«Dieselgate», le querele per truffa vanno verso l'archiviazione
La conclusione del pm Carmine Russo
Imboccano i binari dell’archiviazione le querele per truffa presentate da quattro automobilisti trentini per il cosiddetto «dieselgate», lo scandalo che ha travolto il gruppo Volkswagen per le emissioni taroccate. La casa automobilistica - questa la conclusione cui è giunto il pm Carmine Russo - con un artificio ha in effetti indotto in errore gli acquirenti, che però non hanno riportato alcun danno, circostanza che fa venire meno il reato di truffa.
«Il vero danneggiato - si legge nelle cinque pagine di motivazioni con cui viene chiesta l’archiviazione per gli ex vertici Volkswagen - è l’ambiente, inteso come parte della biosfera riguardante il territorio nazionale e non i singoli consumatori finali in quanto - a parità di consumi e prestazioni - le autovetture in questione emettevano più ossidi di azoto del dichiarato, ma i querelanti non hanno titolo ad azionare nel processo penale tale tipo di diritto all’ambiente salubre». Ora spetterà al gip decidere se accogliere o meno la richiesta di archiviazione.

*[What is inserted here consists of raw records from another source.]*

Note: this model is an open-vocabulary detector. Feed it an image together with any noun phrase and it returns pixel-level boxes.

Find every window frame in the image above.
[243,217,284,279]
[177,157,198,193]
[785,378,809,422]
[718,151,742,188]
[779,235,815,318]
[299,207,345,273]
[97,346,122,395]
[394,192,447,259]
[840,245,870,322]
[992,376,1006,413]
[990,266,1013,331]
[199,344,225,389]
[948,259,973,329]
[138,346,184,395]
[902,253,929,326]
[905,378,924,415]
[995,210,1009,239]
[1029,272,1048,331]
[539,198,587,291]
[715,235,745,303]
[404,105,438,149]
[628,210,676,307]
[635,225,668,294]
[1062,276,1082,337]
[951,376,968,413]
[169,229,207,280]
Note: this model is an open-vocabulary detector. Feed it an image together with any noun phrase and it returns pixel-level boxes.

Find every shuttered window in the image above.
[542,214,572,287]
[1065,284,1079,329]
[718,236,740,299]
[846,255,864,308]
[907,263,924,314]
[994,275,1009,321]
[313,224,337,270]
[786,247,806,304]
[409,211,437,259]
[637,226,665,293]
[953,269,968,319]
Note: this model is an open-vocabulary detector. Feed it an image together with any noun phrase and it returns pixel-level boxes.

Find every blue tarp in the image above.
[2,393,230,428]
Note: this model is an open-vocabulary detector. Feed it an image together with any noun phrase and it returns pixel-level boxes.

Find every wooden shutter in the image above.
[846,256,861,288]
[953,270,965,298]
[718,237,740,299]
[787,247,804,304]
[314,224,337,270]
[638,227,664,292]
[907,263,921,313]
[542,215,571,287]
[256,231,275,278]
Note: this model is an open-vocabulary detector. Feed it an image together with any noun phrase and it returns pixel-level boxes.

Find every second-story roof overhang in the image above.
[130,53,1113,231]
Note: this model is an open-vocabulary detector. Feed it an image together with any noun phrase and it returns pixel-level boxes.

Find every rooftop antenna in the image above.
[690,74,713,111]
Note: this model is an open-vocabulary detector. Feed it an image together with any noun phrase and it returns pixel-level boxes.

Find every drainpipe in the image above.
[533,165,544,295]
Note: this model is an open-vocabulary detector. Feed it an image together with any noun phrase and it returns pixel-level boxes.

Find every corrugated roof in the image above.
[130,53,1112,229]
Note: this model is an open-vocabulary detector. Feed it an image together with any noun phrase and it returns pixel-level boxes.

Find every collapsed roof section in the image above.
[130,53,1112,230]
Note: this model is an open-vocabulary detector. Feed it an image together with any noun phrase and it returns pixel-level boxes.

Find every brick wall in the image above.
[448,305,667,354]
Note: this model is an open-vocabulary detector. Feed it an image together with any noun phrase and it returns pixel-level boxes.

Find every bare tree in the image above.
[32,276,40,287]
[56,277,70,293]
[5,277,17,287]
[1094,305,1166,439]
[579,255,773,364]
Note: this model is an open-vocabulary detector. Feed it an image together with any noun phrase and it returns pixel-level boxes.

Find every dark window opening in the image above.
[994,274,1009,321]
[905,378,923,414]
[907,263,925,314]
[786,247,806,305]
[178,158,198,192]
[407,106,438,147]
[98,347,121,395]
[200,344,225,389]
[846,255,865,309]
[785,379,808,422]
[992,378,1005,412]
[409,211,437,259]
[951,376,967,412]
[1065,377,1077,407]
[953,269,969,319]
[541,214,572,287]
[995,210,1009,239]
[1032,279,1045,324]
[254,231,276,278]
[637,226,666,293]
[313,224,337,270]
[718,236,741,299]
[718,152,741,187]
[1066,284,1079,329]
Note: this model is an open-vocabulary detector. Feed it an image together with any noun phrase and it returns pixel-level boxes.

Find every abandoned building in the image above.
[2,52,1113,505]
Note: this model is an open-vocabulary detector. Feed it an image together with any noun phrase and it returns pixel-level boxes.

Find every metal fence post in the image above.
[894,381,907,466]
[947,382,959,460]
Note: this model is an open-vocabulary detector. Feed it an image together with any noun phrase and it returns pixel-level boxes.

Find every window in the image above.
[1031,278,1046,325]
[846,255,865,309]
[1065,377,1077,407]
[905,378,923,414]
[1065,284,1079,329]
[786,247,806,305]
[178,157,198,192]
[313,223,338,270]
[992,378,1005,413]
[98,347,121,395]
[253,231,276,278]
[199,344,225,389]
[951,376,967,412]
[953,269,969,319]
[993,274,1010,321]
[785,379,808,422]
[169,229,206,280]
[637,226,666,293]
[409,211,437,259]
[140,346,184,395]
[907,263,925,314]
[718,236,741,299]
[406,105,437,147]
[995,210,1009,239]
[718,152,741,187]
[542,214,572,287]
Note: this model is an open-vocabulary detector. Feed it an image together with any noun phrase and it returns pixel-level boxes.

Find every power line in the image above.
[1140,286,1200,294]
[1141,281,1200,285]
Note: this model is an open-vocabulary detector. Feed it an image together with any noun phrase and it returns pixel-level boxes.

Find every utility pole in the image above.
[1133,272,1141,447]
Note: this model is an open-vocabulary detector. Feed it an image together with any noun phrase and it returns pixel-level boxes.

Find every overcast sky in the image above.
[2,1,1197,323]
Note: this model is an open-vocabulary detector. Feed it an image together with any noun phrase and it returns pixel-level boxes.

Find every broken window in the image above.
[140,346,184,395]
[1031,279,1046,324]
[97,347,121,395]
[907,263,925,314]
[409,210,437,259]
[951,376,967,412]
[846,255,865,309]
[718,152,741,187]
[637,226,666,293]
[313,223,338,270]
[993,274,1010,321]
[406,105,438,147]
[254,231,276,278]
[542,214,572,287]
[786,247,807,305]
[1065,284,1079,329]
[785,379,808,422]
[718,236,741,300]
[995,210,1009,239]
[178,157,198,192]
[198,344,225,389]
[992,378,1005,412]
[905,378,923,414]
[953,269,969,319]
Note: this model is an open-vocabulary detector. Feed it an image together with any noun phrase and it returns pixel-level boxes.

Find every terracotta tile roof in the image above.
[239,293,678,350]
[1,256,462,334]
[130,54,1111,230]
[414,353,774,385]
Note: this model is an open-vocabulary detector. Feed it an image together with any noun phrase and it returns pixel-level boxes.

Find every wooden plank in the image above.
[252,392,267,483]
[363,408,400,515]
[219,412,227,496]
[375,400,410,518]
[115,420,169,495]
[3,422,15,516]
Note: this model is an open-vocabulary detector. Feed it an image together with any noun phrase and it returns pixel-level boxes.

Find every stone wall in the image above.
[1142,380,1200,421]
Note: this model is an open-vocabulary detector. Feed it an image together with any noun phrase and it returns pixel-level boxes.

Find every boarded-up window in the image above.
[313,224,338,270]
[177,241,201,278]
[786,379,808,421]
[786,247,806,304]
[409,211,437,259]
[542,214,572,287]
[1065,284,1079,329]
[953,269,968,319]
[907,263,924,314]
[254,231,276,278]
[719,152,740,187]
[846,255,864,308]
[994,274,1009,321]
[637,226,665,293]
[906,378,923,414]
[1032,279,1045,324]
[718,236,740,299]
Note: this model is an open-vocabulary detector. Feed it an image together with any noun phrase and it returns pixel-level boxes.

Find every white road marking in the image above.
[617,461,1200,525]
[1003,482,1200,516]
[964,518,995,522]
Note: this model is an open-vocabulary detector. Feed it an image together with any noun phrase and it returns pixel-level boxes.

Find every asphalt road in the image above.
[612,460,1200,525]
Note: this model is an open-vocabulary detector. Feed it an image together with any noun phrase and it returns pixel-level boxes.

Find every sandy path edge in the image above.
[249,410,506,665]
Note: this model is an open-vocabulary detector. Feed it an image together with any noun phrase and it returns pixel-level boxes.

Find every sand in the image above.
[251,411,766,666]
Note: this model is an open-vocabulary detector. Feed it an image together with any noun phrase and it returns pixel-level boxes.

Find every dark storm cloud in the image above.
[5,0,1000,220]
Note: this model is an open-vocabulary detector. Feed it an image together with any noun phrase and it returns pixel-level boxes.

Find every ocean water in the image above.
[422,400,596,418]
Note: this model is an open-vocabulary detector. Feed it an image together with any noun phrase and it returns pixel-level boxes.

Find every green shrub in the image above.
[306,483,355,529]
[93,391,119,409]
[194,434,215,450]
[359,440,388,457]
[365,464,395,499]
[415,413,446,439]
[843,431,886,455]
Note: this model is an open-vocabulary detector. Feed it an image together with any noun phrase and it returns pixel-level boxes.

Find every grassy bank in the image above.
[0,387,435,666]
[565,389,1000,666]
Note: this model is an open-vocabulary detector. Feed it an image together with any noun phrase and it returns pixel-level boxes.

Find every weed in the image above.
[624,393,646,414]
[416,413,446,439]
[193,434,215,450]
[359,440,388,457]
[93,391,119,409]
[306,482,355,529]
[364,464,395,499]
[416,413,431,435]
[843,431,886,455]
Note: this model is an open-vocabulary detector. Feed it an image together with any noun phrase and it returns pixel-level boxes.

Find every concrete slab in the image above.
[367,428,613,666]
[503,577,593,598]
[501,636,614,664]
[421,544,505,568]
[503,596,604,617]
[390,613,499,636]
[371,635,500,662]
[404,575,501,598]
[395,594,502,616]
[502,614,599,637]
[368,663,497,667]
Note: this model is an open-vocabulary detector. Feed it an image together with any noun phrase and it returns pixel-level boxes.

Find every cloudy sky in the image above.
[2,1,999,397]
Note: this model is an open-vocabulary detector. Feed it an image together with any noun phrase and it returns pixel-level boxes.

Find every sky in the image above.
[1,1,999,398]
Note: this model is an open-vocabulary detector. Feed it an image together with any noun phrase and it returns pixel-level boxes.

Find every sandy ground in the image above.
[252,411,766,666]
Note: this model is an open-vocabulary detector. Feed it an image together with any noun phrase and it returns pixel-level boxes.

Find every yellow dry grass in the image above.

La battaglia contro il colosso di Wolfsburg - finito nei guai per l’uso di un software che consentiva di limitare i dati delle emissioni in occasione dei test di prova - era partita proprio da Trento, con una causa pilota promossa dall’avvocato Gigi Olivieri. Nella querela si ipotizzava il reato di truffa per la sussistenza di «artifizi e raggiri» palesi vista la presenza del dispositivo segreto che alterava i risultati. Volkswagen avrebbe causato un danno al querelante, anzi alle migliaia di automobilisti nelle sue stesse condizioni: danno patrimoniale per la sensibile perdita di valore del mezzo, ma anche danno morale perché l’acquirente del veicolo (una Polo) credeva di avere una vettura a basso impatto ambientale e invece non era così.
A questa querela se ne sono aggiunte altre tre (una per frode in commercio, ma la procura ha ritenuto che il fatto andasse qualificato correttamente come truffa), poi riunite in un unico procedimento. Centrale, rispetto ad una ipotesi di truffa, era proprio il profilo del danno denunciato, anche in prospettiva di una vendita futura del veicolo. Ma attingendo ai dati del responsabile analisi di mercato della rivista Quattroruote, la procura scrive: «Il dieselgate non ha modificato le valutazioni di mercato dei veicoli coinvolti». Non solo, nel gennaio 2016, «le immatricolazioni delle autovetture Volkswagen sono aumentate del 20.18%».
In definitiva per la procura, se è vero che gli automobilisti sono stati indotti in errore con «un artificio» su alcune caratteristiche delle vetture acquistate, si deve però escludere la sussistenza di un reato di truffa, «per la preclusiva ragione che nessun danno è stato riportato dagli acquirenti che hanno acquistato una autovettura che comunque è in grado di svolgere la funzione per cui è stata acquistata, che per effetto del comportamento artificioso non ha consumi superiori o prestazioni inferiori al dichiarato, che non corre rischio di subire limitazioni alla circolazione e che allo stato non ha subito neanche deprezzamenti del valore dell’usato».
Da qui la richiesta di archiviazione per il legale rappresentante dell’azienda al momento in cui è scoppiato lo scandalo (Michael Alexander Obrowski) e per il legale rappresentante dell’azienda negli anni in cui sono avvenute le importazioni delle quattro automobili (Rupert Johann Stadler).